In the past, the CFO role only focused on managing costs, budget and other financial matters, but the business world has changed quickly in the past few years bringing a new set of requirements to the role.
“Companies have to focus on growth nowadays to stay competitive, and the CFO’s role has to change as well,” said David Chan, a managing partner at Ernst & Young, who has been dealing with CFOs for many years. He was speaking during a panel session at the latest Redefining Hong Kong Debate Series forum, sponsored by the South China Morning Post, on Wednesday.
Chan said a survey done by EY showed companies want their CFO to be “a strategic partner” of the chief executive officer, with a keen awareness of the business world and the operations rather than a pure numbers person.
“For example, a lot of Chinese companies want to do M&A to grow, so as a CFO you need to understand the M&A process.

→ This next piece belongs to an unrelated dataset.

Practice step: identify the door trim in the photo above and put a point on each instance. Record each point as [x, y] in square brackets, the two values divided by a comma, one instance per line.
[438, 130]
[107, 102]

If you can’t really get involved, you basically fail your job.”
While it may seem difficult for a CFO to become an all-round player overnight, Wilkie Wong, managing director of global sourcing, information technology and logistics at Esquel Group, suggested starting the reform process from the finance department itself.
“You need to improve productivity within the team first so that you can free up time and resources to do strategy for the company,” said Wong, who used to be the CFO of the multi-national textile manufacturing company.
Ruben Stappers, CFO at fashion e-commerce firm Zalora Group, said that as a young entity they look at all staff as business partners of the company. To stimulate the finance department to think more, they dumped their fixed budget, and set it as 20 per cent of annual revenue.
“The more revenue you drive, the more budget you have,” Stappers said.
He added that CFO is a “people job” and people in the role should have the ability to bring all departments together.
Panelists agreed that an ideal CFO in the new generation needs to have a comprehensive background, not only in accounting, but also IT and sales. They must also be able to step up when the CEO needs support. “The industry is gradually moving in that direction,” Wong said.